Problem is corporate policy is often contradictory. It will be don't engage with shoplifters but the employees will get in trouble for too much being shoplifted on their shifts.
I've seen that. I had a friend that worked a customer service line. They were required to take every call and run the issue to resolution, but at the same time were punished if they didn't clear so many calls per hour.
The employee's solution? If a call seemed too complicated or that it would take too long, they would hang up and pretend that they just got disconnected. See also those Wells Fargo branches that were creating fake accounts to meet corporate new account targets.
When a business asks for irrational or contradictory performance by employees, they will find the path of least resistance where they don't get into trouble.
Yep. My friend had a similar situation working for a cell phone company. They told them not to open up any accounts that seemed like they were fraud but at the same time the monthly quota they had was so high that it required you open up fraud accounts.
On top of that you were punished more for not meeting quota than you were if you opened fraud accounts and had them cancelled.
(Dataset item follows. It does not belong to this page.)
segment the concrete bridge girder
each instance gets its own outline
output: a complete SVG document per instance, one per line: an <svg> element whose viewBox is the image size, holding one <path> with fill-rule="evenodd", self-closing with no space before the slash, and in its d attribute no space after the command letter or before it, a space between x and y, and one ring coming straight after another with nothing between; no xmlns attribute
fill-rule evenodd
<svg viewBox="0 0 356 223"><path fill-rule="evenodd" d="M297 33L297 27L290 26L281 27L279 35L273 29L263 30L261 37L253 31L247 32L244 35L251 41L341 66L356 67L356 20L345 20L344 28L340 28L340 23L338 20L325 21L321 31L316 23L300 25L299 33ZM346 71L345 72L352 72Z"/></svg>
So everyone just opened up the fraud accounts because usually by the time they got detected and deactivated it was past the time for their review.
Back when I worked a corpo job, we mostly solved the contradiction by simply preventing them from being able to shoplift to begin with.
Mostly through a lot of spooking and increasing their paranoia, because rarely are shoplifters cool hardened criminals. Even just a random "security to section orange" over the loud speaker (we had no security or sections) saw a noticeable dip in shoplifting as they would drop their shit and power walk out.
It won't solve it completely, but that's the issue with both people and corporations. They want a full solution to the problem and can never accept that some things can only be helped instead of finished.